Sensedim eski Türkçe ne demek ?

Sevval

New member
“Sensedim” Eski Türkçe Ne Demek? Farklı Yaklaşımlar Üzerine Diyalog Daveti

Merhaba forumdaşlar! Dil konularında farklı açılardan bakmayı seven biri olarak, bugün kulağa hem tanıdık hem yabancı gelen bir sözcüğü masaya yatıralım istiyorum: “sensedim.” Kimimiz bunu sosyal medyada şaka yollu kullanımlardan, kimimizse “eski Türkçe karşılığı var mı?” diye soranlardan duymuş olabilir. Benim niyetim, tek bir doğruya bağlanmaktan ziyade, farklı yorumları yan yana getirip tartışmayı derinleştirmek. Üstelik bu başlıkta hem daha veriye/nesnelliğe yaslanan (çoğu zaman erkek forumdaşlarımızın tercih ettiği) hem de duygusal-toplumsal etkileri öne çıkaran (çoğu zaman kadın forumdaşlarımızın tercih ettiği) bakışları buluşturmak istiyorum. Elbette bu eğilimler herkesi kapsamaz; ama tartışmayı zenginleştirici iki eksen olarak işimizi görebilir.

---

Bir Kelimenin Çoklu Hayatı: “Sensedim” Nereden Geliyor?

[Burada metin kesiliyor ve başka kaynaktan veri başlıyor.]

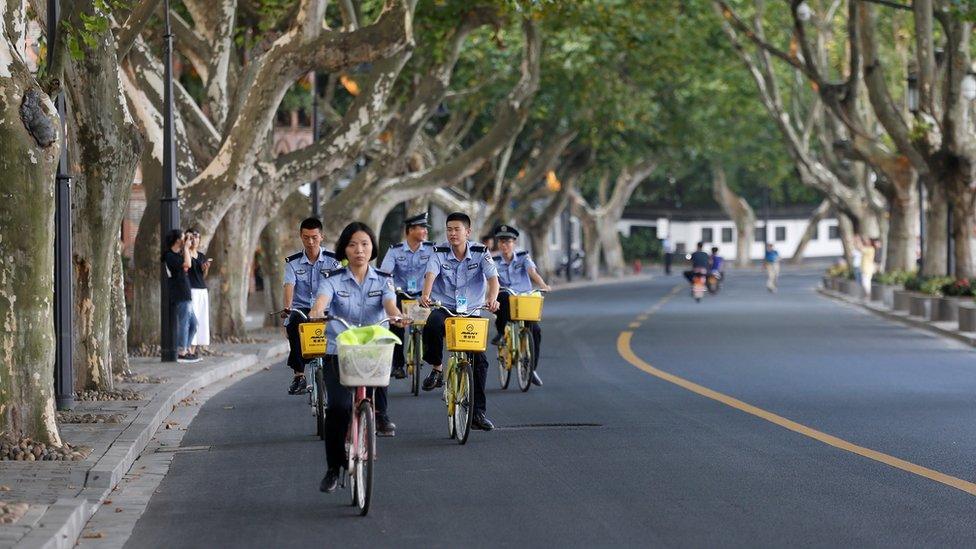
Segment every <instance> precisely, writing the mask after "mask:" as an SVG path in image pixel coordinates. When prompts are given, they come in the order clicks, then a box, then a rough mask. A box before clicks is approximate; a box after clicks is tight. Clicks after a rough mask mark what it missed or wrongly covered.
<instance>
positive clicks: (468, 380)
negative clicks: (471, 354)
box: [454, 355, 474, 444]
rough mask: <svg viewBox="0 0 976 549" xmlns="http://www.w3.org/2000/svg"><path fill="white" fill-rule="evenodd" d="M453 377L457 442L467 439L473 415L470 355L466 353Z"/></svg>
mask: <svg viewBox="0 0 976 549" xmlns="http://www.w3.org/2000/svg"><path fill="white" fill-rule="evenodd" d="M457 370H458V371H457V374H456V375H455V379H456V381H457V386H456V388H455V399H456V404H455V405H454V425H455V429H457V441H458V444H464V443H466V442H467V441H468V435H470V434H471V418H472V417H473V416H474V370H473V369H472V367H471V355H467V356H466V357H465V359H464V361H463V362H461V363H460V364H459V365H458V367H457Z"/></svg>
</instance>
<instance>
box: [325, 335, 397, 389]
mask: <svg viewBox="0 0 976 549" xmlns="http://www.w3.org/2000/svg"><path fill="white" fill-rule="evenodd" d="M393 347H394V344H393V343H378V344H373V343H369V344H366V345H342V344H341V343H340V344H339V383H341V384H343V385H345V386H346V387H386V386H388V385H389V384H390V370H391V369H392V367H393Z"/></svg>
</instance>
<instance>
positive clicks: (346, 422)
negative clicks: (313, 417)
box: [322, 355, 387, 468]
mask: <svg viewBox="0 0 976 549" xmlns="http://www.w3.org/2000/svg"><path fill="white" fill-rule="evenodd" d="M324 362H325V364H324V366H325V368H324V370H323V372H322V373H323V377H324V378H325V392H326V398H327V399H328V405H327V406H326V412H325V460H326V462H327V463H328V465H329V468H334V467H335V468H338V467H342V466H345V465H346V432H347V431H349V421H350V420H352V403H353V396H354V395H353V390H352V389H350V388H348V387H345V386H343V385H342V384H341V383H339V359H338V357H337V356H336V355H326V357H325V361H324ZM366 395H367V396H369V397H370V398H372V399H373V405H374V407H375V408H376V415H377V416H385V415H386V405H387V401H386V387H376V388H369V389H366Z"/></svg>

İlk durak: yazım. “Sensedim” biçimi kulağa hem Türkçe hem de İngilizce dokunuşu almış gibi geliyor. Güncel Türkçede “hissetmek” fiilinin yerine zaman zaman esprili biçimde “sense etmek” denir; oradan da “sensedim” (I sensed) türetilir. Bu, kimilerince dilsel bir oyun; kimilerince dildeki İngilizce etkisinin doğal bir yansıması. Diğer yandan bazı kullanıcılar bu yazımı, “sezdim” (Türkçe kökenli “sez-” fiili) ile ilişkilendiriyor: “sezdim”e bir n harfinin yanlışlıkla eklenmiş hali sanki. Üçüncü bir görüş, Azerbaycan Türkçesi ve yazı alışkanlıklarını işaret ediyor: “səni sevdim” (seni sevdim) gibi bitişik/eksik boşluklu yazımların sosyal medyada “sensedim” benzeri görüntülere yol açabileceğini söylüyor.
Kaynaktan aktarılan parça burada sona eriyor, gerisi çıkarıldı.